Kim Bradey is a member of the Victorian Bar, having previously been a solicitor for 20 years. She practises in personal injuries and has practised in the area of Commonwealth compensation since 1996. PHONE 03 9225 8719. EMAIL kbradey@vicbar.com.au.


[1] See definition of ‘disease’ in s5B(1) of the SRCA.

[2] At [73] and cited with approval by the majority in Martin v Comcare [2015] FCAFC 169, [103].

[3] Reeve, [25] (Gray J).

[4] Mooi, [8].

[5] Ibid, [9].

[6] Ibid, [12].

[7] SRCA s5B(1).

[8] [2005] FCAFC 262, [68].

[9] That is, from requiring that employment be a contributing factor to it being a material contributing factor.

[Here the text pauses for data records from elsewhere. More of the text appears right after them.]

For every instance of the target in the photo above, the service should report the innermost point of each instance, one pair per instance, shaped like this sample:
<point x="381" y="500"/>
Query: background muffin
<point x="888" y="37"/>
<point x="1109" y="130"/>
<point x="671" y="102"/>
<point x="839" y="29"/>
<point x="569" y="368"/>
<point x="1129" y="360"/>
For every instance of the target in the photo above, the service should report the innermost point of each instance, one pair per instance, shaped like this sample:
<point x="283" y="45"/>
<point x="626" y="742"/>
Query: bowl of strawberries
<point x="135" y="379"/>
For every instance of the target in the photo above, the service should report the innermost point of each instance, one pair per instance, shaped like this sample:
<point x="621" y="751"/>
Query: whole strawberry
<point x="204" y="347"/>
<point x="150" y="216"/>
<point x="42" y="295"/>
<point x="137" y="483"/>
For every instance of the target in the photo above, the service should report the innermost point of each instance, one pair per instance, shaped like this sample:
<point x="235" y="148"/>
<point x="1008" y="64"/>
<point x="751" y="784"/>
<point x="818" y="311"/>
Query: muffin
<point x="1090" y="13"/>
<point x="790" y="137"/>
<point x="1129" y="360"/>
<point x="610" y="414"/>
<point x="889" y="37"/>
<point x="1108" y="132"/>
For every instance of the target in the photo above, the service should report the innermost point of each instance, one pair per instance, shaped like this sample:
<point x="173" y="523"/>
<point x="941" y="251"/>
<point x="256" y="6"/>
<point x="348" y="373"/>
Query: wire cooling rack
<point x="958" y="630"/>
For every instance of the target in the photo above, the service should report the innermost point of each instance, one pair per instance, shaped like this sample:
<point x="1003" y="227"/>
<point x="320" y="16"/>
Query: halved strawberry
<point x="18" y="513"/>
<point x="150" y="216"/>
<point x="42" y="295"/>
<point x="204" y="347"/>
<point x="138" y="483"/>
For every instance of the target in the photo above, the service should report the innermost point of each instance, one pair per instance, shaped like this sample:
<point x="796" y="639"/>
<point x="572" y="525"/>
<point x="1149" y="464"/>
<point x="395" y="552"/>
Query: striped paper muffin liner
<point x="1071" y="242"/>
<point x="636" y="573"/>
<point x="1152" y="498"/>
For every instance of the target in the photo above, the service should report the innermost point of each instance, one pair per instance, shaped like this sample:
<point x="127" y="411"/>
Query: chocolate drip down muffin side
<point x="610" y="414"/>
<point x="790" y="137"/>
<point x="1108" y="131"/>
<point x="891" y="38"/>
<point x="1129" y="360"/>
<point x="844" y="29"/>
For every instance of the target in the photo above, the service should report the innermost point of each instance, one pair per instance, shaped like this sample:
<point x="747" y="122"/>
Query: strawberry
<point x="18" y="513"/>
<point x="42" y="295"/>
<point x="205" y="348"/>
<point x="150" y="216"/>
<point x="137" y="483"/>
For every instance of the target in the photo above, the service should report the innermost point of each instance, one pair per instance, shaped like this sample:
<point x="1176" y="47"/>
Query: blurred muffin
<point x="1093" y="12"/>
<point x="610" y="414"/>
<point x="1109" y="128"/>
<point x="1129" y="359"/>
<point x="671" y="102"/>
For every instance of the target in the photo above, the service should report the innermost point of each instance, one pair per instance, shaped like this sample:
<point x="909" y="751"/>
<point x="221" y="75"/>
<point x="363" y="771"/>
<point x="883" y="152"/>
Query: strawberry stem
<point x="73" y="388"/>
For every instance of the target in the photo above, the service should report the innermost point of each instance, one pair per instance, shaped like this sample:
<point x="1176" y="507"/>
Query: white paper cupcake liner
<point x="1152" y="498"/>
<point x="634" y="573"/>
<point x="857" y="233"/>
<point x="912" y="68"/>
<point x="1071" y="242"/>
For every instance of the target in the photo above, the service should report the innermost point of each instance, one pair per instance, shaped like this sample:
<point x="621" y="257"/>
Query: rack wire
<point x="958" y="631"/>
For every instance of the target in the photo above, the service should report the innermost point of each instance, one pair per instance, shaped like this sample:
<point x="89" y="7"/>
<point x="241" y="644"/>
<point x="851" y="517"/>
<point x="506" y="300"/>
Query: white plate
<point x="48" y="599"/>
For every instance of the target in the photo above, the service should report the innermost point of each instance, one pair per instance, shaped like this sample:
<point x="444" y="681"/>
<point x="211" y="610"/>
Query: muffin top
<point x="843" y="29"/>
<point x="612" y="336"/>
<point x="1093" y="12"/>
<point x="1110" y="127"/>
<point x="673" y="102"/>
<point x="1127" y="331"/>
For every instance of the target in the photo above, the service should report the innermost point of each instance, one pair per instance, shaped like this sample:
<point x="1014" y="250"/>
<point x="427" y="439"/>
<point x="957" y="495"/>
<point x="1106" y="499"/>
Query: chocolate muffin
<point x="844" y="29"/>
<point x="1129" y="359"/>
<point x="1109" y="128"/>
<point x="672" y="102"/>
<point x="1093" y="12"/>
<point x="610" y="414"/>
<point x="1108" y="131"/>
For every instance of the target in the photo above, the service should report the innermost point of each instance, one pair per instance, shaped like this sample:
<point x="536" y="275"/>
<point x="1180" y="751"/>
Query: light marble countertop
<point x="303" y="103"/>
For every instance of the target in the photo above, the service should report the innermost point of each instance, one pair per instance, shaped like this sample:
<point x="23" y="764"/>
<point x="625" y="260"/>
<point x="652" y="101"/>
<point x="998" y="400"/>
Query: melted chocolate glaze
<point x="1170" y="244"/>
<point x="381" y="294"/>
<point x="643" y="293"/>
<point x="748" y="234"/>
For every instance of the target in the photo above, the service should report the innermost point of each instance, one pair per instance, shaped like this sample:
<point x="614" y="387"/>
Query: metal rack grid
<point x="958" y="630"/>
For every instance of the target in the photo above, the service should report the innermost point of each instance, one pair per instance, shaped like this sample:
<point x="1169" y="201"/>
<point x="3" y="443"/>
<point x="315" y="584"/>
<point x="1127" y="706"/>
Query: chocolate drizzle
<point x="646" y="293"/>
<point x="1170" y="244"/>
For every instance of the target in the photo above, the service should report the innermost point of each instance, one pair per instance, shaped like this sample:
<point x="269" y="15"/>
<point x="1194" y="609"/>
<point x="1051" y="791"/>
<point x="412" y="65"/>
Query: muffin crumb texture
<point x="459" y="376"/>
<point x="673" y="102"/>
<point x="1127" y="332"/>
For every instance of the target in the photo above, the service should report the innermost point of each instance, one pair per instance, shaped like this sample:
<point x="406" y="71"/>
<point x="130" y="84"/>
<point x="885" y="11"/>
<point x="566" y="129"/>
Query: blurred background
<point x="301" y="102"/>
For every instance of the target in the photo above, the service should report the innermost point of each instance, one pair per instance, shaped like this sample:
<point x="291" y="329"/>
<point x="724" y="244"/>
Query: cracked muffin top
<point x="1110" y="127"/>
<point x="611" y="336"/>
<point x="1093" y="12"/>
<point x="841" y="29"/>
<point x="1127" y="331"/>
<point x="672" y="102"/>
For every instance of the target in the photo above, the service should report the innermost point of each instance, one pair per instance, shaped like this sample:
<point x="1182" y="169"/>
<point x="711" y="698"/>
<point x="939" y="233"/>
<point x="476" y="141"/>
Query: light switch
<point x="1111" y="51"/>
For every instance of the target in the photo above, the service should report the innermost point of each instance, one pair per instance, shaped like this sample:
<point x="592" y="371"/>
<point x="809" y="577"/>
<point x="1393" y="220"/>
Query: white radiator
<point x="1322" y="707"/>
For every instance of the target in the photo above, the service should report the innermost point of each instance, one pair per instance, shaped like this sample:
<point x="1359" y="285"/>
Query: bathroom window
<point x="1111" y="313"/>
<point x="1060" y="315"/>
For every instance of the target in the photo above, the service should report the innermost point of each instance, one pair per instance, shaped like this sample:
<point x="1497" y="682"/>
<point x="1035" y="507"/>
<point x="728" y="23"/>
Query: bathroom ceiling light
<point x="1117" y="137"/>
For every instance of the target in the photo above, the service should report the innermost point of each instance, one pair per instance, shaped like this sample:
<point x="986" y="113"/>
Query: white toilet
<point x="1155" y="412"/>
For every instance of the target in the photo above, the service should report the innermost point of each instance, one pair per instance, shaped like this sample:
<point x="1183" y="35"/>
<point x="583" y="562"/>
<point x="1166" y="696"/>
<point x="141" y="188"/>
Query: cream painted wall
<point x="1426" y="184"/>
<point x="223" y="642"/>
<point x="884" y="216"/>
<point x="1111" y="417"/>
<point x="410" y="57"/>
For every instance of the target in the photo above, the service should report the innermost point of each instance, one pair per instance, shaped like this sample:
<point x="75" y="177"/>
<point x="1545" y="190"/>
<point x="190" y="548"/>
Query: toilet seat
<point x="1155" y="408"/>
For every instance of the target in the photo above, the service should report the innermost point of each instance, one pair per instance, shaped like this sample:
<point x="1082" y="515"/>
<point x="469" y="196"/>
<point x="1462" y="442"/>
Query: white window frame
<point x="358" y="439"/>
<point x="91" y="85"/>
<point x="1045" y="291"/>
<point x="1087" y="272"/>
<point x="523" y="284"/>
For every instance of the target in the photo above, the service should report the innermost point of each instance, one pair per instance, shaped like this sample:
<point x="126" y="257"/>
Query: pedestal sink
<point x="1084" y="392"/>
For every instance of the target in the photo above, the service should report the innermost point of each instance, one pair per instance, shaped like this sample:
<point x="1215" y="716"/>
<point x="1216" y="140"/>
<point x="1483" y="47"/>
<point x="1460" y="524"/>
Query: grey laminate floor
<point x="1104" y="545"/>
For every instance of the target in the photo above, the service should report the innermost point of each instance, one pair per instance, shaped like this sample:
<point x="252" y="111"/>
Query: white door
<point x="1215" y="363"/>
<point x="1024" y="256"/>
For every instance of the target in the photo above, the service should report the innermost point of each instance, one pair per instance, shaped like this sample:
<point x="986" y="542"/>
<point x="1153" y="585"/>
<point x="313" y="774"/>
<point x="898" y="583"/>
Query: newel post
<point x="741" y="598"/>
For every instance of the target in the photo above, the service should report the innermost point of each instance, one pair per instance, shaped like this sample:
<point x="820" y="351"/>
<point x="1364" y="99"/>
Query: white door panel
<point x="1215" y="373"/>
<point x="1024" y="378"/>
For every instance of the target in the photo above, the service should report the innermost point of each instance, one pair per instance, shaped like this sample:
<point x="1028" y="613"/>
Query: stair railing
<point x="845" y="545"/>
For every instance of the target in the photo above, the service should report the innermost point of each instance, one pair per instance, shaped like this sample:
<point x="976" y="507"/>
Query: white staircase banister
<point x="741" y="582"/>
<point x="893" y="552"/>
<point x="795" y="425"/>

[10] Cited with approval in Comcare v Sahu-Khan [2007] FCA 15; (2007) 156 FCR 536.

[11] Wiegand, [24].

[12] Ibid, [31].

[13] This and the four following headings (headings 3 to 7) are those factors identified by Murphy J in Martin v Comcare [2015] FCAFC 169, [70].

[14] Reeve, [26] (Gray J); [62] (Rares and Tracey JJ).

[15] Ibid, [30] (Gray J).

[16] Ibid, [60] (Rares and Tracey JJ).

[17] Ibid, [31] (Gray J).

[18] Ibid, [33] (Gray J); [60] (Rares and Tracey JJ).

[19] Martin, [43].

[20] Ibid, [45].

[21] Ibid, [46].

[22] Ibid, [47].

[23] Ibid, [48].

[24] Ibid, [42].

[25] Comcare v Martinez (No 2) [2013] FCA 439, [77].

[26] Drenth v Comcare [2012] FCAFC 86, [26].

[27] As in Re Thappa and Comcare [2013] AATA 629.

[28] Martinez, [73].

[29] Ibid, [81].

[30] Ibid, [82].

[31] Ibid, [83], citing from Keen v Workers Rehabilitation and Compensation Corporation (1998) 71 SASR 42, 47-8.

[32] Martin v Comcare [2015] FCAFC 169, [12].